Testing combinations of vaccine antigens
Another ExMed trial, HVTN 303, will enroll up to 70 participants in a series of steps evaluating up to three different vaccine candidates alone or in combination. Launched in August, the trial is a collaboration involving multiple research centers in the HVTN network, including the University of Pittsburgh and Harvard, although no sites for it have been set up in Seattle.
The first of the three vaccines tested is a so-called fusion peptide conjugate, developed by NIAID’s Vaccine Research Center, that used genetic engineering to create pairs of small proteins that normally appear on HIV surfaces. The vaccines are designed to stimulate antibodies that block those proteins. The trial will also evaluate an adjuvant — an immune-boosting component that can enhance the effectiveness of the primary ingredients. Should this first vaccine and adjuvant show promise, volunteers in the study may test them in various combinations and dosages with two other vaccines. The antigens in those vaccines are made of different dummy proteins that mimic molecular features on HIV’s surface.

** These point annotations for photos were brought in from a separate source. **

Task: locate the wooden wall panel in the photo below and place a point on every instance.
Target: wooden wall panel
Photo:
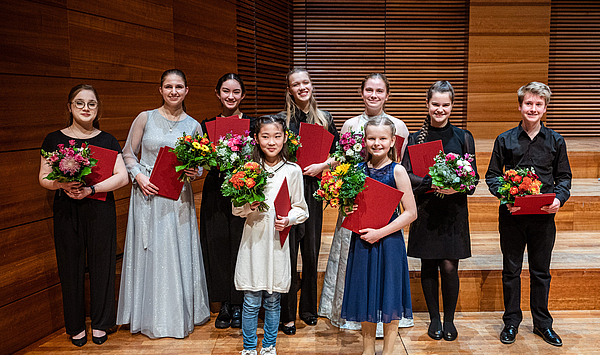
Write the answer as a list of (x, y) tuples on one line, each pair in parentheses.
[(508, 47)]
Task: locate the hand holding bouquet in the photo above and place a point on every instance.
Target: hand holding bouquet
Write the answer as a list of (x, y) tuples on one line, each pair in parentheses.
[(246, 184), (234, 150), (69, 163), (518, 182), (293, 143), (350, 148), (192, 152), (340, 186), (453, 171)]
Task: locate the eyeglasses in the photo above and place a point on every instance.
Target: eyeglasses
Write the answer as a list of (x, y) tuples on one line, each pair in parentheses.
[(92, 105)]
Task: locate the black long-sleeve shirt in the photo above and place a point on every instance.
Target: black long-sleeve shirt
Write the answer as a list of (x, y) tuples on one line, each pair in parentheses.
[(546, 153)]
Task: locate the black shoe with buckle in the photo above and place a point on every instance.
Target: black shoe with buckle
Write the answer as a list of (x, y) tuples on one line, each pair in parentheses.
[(509, 334), (236, 316), (224, 318), (549, 335)]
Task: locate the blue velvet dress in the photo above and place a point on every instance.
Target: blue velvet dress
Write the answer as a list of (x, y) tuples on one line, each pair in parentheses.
[(377, 280)]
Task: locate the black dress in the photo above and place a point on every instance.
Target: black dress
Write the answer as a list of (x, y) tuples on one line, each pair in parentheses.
[(83, 228), (306, 237), (441, 230), (220, 235)]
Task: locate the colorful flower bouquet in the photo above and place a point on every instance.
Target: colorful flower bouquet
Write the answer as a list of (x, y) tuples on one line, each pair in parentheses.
[(340, 186), (192, 152), (350, 148), (234, 150), (293, 143), (246, 184), (69, 163), (453, 171), (518, 182)]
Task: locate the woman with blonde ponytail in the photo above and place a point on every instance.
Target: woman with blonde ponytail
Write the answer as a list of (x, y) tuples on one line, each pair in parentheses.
[(301, 106)]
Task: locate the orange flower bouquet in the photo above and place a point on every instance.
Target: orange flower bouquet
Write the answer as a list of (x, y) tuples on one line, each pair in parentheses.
[(518, 182), (246, 184)]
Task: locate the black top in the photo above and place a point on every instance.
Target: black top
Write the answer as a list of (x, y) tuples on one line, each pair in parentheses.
[(301, 116), (441, 230), (546, 153)]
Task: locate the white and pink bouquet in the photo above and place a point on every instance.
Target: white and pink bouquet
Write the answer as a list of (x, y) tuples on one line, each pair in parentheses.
[(234, 150), (453, 171), (350, 148), (69, 163)]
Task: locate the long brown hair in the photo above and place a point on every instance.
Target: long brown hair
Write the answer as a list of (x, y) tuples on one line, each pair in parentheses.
[(315, 115), (76, 90)]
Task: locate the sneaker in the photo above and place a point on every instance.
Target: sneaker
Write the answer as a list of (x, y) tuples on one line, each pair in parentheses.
[(268, 351)]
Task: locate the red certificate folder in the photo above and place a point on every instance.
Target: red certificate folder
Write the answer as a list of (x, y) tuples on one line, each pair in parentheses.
[(376, 204), (231, 124), (164, 175), (316, 143), (531, 204), (283, 206), (421, 156), (103, 169), (399, 143)]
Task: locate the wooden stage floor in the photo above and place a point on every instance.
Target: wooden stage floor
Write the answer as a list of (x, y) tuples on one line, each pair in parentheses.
[(478, 334)]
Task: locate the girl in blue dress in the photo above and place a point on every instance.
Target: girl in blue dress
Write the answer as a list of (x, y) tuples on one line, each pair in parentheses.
[(377, 280)]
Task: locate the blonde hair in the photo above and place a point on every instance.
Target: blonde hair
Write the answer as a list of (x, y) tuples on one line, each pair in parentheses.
[(315, 115), (382, 121), (540, 89)]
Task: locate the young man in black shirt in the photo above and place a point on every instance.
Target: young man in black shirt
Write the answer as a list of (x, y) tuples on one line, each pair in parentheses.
[(529, 145)]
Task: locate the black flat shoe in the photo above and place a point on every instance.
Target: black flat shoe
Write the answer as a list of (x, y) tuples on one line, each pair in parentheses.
[(100, 340), (236, 316), (312, 320), (450, 332), (509, 334), (548, 335), (287, 330), (435, 330), (223, 320), (79, 342)]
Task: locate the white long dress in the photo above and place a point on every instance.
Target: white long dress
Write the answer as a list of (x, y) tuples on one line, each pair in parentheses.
[(163, 286), (262, 263), (330, 305)]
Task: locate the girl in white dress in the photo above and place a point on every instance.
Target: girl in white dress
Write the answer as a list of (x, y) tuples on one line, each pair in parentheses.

“The thing I appreciate about these studies is that we don’t typically look at combinations of vaccines in early phase studies,” said Stephaun Wallace, PhD, MS, principal staff scientist at Fred Hutch and director of external relations for HVTN. “The fact that were doing that in these studies speaks to the rapid pace and step-by-step, or iterative, nature of these trials.”
Elsewhere at Fred Hutch, researchers are studying ways to improve the delivery of HIV prevention interventions so people in need can pick a model that best fits their preferences and might also improve their access to care. The field even has a name, “implementation science,” and Fred Hutch researcher Katrina Ortblad, ScD, MPH, is a trained implementation scientist.
Most of her work is focused on finding ways to improve the delivery of HIV pre-exposure prophylaxis, or PrEP, in which people who do not have HIV — but are at risk of acquiring it — take formulations of antiviral drugs that can protect them from HIV infection.
“When we think about HIV, we have really good tools available, but a lot of people aren’t using them,” Ortblad said. “We have interventions that have been proven to work really well in clinical trials conducted in controlled environments; so now we are working to achieve those same effects in real-world settings, by addressing barriers to access and delivery when things are not as tightly controlled.”